Researchers from Stanford University and Michigan State University have teamed up to create a nanoparticle that can eat away at the arterial plaques that lead to strokes and heart attacks in a mouse model of atherosclerosis.
The team has created a nanoparticle that acts like a Trojan horse, targeting atherosclerotic plaque to reduce its amount and prevent it from getting out of control. A considerable amount of plaque material consists of dead and dying macrophages, a type of immune cell, which have become trapped and overwhelmed while trying to remove debris and fatty deposits. As these cells die, they attract more macrophages which arrive to try to clear up the waste; they too become trapped, and this is the foundation of atherosclerotic plaque.
The new study demonstrates how the nanoparticle is able to locate the plaque while showing high selectivity for macrophages . Once it has located its target, the nanoparticle enters the macrophages within the plaque and delivers a drug payload to the cells, encouraging the macrophages to engulf and consume cellular debris. Essentially, this means that the macrophages eat the dead and dying cells within the plaque and thus reduce its overall size.
The approach is based on blocking macrophage signaling and giving them new instructions through the small molecules delivered in the payload. Unlike approaches that attempt to target the receptors on the cell surface, this approach does so from within the cell itself and has so far proven effective in modifying macrophage behavior.
The researchers are now planning to translate their approach to large animal models and human tissues on the road to clinical trials.
Atherosclerosis is the process that underlies heart attack and stroke. A characteristic feature of the atherosclerotic plaque is the accumulation of apoptotic cells in the necrotic core. Prophagocytic antibody-based therapies are currently being explored to stimulate the phagocytic clearance of apoptotic cells; however, these therapies can cause off-target clearance of healthy tissues, which leads to toxicities such as anaemia. Here we developed a macrophage-specific nanotherapy based on single-walled carbon nanotubes loaded with a chemical inhibitor of the antiphagocytic CD47-SIRPα signalling axis. We demonstrate that these single-walled carbon nanotubes accumulate within the atherosclerotic plaque, reactivate lesional phagocytosis and reduce the plaque burden in atheroprone apolipoprotein-E-deficient mice without compromising safety, and thereby overcome a key translational barrier for this class of drugs. Single-cell RNA sequencing analysis reveals that prophagocytic single-walled carbon nanotubes decrease the expression of inflammatory genes linked to cytokine and chemokine pathways in lesional macrophages, which demonstrates the potential of ‘Trojan horse’ nanoparticles to prevent atherosclerotic cardiovascular disease.

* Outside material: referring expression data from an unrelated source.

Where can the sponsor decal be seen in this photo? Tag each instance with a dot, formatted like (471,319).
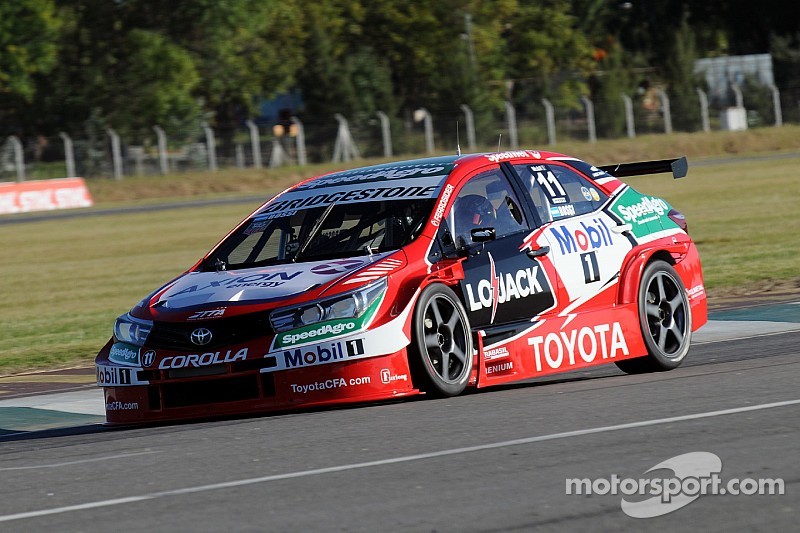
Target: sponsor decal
(211,313)
(124,354)
(696,292)
(317,333)
(148,357)
(376,271)
(500,367)
(205,359)
(495,353)
(557,350)
(558,211)
(387,376)
(323,353)
(328,384)
(294,200)
(325,331)
(502,288)
(336,267)
(494,158)
(439,212)
(44,195)
(122,406)
(587,237)
(114,376)
(387,173)
(639,211)
(264,280)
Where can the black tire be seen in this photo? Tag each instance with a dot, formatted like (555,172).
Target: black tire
(442,342)
(665,318)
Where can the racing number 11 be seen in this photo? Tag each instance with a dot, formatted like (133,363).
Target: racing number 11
(591,271)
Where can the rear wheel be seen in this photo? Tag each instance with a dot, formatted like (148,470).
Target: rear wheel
(665,319)
(442,342)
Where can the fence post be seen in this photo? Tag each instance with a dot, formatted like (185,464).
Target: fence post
(19,157)
(422,115)
(511,122)
(629,123)
(344,149)
(116,154)
(255,143)
(665,108)
(470,126)
(300,143)
(161,138)
(737,92)
(211,147)
(703,109)
(776,104)
(550,119)
(386,133)
(69,154)
(590,119)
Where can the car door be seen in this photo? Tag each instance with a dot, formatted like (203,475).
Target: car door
(586,247)
(502,283)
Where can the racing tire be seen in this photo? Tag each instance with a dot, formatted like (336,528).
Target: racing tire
(441,352)
(665,318)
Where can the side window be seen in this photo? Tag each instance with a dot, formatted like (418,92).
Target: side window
(486,201)
(559,192)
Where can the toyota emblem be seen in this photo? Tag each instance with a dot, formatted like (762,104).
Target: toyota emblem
(200,336)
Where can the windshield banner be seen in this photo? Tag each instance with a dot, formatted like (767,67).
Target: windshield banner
(421,188)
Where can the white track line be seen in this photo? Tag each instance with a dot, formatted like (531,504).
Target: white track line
(390,461)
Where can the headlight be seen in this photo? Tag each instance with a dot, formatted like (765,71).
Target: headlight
(348,305)
(132,330)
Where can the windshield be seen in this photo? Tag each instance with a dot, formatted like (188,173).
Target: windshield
(332,231)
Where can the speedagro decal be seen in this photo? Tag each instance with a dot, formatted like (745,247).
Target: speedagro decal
(323,353)
(557,350)
(640,211)
(205,359)
(439,212)
(124,354)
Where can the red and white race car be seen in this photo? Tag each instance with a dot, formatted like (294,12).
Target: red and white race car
(431,275)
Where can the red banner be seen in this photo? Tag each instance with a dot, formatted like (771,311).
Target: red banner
(43,195)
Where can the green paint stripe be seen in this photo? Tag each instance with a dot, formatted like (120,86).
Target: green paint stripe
(763,313)
(15,419)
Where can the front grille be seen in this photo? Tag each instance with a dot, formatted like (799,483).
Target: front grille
(224,331)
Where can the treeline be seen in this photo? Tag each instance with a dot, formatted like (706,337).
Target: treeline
(82,65)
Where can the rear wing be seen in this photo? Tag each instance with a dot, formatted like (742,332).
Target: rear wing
(678,167)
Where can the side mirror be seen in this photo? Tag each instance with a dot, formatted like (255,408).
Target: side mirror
(483,234)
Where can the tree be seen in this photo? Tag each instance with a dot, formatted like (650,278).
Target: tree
(28,48)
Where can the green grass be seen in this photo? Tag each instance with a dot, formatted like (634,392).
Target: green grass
(63,282)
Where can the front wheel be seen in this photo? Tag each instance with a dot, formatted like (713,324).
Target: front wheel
(665,319)
(442,344)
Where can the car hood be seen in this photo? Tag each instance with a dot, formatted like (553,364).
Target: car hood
(255,284)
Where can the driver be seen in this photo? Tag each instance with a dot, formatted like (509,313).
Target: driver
(472,211)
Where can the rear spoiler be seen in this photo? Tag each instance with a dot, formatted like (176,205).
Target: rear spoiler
(678,167)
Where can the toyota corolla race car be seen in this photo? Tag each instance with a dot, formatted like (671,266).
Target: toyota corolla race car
(426,276)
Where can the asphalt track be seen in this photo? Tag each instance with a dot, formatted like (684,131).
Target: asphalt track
(490,461)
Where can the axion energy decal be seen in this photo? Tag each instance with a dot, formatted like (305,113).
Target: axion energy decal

Novel delivery systems to address diseases such as atherosclerosis have great potential and, if successful, could put an end to one of the biggest causes of death worldwide. While this approach is likely quite a few years away before it reaches human trials, it still gives an indication of how innovative and novel therapies are being developed and how approaches to age-related diseases are changing.
 Flores, A. M., Ye, J., Hosseini-Nassab, N., Jarr, K. U., Zhu, X., Smith, B. R., & Leeper, N. J. (2019). Efferocytosis-stimulating Nanoparticles for Precision Atherosclerosis Therapy. Arteriosclerosis, Thrombosis, and Vascular Biology, 39(Suppl_1), A142-A142.